Le plateau comme un ring mental. Un endroit ou l’espace du temps de la représentation, des comédiennes grimées en prisonnières d’un livre de Goliarda Sapienza vont devoir se battre contre la vie, contre l’Etat, contre la mort. Pour continuer à être, et « sauver ce qu’il reste » d’humanité en elles. Les flashs, alors. Les flashs de lumière et le bruit, strident, des sirènes de cette prison qui veut les tuer. Comme pour dire au spectateur : « Je suis ici, et toi de l’autre côté ». Lui faire ressentir en un rien de temps l’enfer sensoriel de cet endroit ou des âmes errantes se retrouvent « effacées de l’humanité ».

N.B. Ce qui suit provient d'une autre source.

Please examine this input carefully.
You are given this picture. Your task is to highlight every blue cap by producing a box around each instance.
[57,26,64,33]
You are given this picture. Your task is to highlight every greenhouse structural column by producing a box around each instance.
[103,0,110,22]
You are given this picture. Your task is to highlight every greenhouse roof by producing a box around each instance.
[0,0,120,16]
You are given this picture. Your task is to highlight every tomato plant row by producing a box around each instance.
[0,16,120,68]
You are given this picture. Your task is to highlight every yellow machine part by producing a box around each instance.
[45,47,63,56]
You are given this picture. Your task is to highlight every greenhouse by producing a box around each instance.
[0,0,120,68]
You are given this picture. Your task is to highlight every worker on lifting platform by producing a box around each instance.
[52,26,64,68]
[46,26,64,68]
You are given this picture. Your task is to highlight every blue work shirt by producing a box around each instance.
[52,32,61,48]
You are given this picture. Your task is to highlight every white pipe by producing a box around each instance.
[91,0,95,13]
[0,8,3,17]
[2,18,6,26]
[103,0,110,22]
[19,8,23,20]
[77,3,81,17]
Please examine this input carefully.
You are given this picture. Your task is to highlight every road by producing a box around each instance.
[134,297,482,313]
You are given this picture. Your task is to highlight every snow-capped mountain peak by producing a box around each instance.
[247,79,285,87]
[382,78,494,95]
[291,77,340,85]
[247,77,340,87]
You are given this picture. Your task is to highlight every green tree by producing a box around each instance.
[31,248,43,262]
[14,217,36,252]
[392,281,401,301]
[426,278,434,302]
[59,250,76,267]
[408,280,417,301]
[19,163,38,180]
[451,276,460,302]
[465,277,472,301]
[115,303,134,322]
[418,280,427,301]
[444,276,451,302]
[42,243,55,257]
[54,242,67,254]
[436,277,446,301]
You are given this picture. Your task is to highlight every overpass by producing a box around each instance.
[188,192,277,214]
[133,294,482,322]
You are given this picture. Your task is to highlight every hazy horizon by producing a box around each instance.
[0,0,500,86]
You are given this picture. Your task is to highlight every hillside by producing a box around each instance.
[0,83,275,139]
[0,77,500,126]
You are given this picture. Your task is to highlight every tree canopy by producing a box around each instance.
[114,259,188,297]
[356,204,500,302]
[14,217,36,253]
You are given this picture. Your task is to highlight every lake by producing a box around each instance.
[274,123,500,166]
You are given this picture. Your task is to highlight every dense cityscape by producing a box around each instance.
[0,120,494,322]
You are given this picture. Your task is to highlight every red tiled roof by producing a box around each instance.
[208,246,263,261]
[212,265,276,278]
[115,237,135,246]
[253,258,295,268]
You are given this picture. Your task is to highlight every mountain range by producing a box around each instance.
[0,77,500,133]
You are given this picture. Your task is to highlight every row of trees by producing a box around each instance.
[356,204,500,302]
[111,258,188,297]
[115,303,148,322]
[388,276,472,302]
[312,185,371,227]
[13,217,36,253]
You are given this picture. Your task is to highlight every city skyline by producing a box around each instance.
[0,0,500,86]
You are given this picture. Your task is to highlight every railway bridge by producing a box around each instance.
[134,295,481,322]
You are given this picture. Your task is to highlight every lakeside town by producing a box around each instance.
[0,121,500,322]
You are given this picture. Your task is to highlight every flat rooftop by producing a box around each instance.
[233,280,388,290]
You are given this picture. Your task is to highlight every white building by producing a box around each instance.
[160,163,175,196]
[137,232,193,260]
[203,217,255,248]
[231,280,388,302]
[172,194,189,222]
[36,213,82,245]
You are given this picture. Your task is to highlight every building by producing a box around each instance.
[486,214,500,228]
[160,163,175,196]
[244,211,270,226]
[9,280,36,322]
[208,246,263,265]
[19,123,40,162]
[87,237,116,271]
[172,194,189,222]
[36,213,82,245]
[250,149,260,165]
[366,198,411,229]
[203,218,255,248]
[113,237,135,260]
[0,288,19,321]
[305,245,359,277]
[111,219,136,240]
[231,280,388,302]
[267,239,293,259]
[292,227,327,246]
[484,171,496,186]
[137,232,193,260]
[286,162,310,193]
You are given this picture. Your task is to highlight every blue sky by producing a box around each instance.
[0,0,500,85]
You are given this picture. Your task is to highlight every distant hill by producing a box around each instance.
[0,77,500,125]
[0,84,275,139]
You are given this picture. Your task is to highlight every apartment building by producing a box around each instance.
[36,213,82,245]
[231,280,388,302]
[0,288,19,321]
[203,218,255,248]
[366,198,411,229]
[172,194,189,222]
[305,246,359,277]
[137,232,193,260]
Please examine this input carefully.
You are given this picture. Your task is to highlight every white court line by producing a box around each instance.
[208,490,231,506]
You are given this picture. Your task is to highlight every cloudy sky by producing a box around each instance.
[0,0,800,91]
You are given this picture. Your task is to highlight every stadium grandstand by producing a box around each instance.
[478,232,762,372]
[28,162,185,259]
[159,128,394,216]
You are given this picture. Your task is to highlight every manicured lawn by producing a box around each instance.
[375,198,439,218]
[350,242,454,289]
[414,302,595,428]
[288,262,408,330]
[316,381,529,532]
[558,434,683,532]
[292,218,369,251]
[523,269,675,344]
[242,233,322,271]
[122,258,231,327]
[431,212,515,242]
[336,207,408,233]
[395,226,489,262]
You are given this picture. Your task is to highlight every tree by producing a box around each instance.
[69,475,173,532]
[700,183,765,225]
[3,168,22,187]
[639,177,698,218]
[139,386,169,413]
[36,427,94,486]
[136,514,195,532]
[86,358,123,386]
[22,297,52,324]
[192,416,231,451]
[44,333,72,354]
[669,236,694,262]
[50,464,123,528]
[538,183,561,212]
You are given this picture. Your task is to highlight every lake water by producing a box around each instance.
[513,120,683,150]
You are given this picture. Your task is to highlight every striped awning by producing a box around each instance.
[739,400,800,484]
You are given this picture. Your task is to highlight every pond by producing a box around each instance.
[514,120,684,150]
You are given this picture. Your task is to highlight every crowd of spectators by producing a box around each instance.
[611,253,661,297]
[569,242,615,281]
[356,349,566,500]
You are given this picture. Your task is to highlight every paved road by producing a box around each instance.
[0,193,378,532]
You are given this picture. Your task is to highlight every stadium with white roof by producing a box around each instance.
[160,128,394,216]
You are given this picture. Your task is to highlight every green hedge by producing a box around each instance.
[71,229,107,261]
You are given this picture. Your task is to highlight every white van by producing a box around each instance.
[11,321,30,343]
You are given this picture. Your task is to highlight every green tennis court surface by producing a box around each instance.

Reste que dire n’est pas faire, tout comme voir n’est pas éprouver, et que le théâtre quand il s’attaque au réel se doit d’être encore plus rude que lui, au risque de faire de ce médium la farce éculée d’un temps qu’il ne comprend pas assez pour s’en faire le passeur légitime. Malheureusement, c’est un peu le sentiment qui transparaît ici rapidement. A coup sûr, Louise Vignaud sait faire du théâtre comme rarement les gens de sa génération. A 30 ans, cette jeune normalienne diplômée de l’ENSATT et directrice du Théâtre des Clochards Célestes de Lyon a fait ce qu’il faut, et le savoir-faire technique transpire de chaque minute de la représentation. Mais pour quoi dire, au juste ? Pour montrer quel réel ? Au fil du temps et des mots, la pelote d’un monde inacceptable semble se dévider devant le spectateur jusqu’à ne plus montrer autre chose que la résilience de jeunes femmes qui font avec l’injustice plus qu’elles ne se battent contre elle. Alors oui, peut-être est-ce intrinsèquement contenu dans « L’Université de Rebibbia » dont la pièce est une adaptation, mais qu’est-ce qui empêche une si jeune metteuse en scène de s’emparer de la matière pour en faire ce cri qui viendrait briser les vitres qui nous séparent du temps où le livre à été écrit, et ferait du texte notre contemporain ? Peut-être ne le voulait-elle pas, et sa démarche n’est-elle pas politique, ce qui ne se juge pas. Nous reste alors à voir un théâtre qui nous parle d’un temps qu’on ne comprend pas toujours, et d’une prison qui pourrait être une cour d’immeuble ou discutent des femmes esseulées composant chacune avec leur ennui, et c’est bien dommage. Bien dommage d’abord parce qu’il était bon de s’attaquer à ce texte et de nous parler de l’enfermement carcéral pour violenter l’aujourd’hui. Bien dommage ensuite parce que le talent de metteuse en scène de Louise Vignaud et son bagage intellectuel le permettent manifestement. Bien dommage enfin parce que les comédiennes aussi peuvent être formidables, à l’image de Charlotte Villalonga, qui infuse dans chacun des personnages qu’elle incarne la ravageuse fragilité propre aux âmes errantes qui peuplent les grandes fresques politiques du théâtre d’aujourd’hui, d’hier et de demain.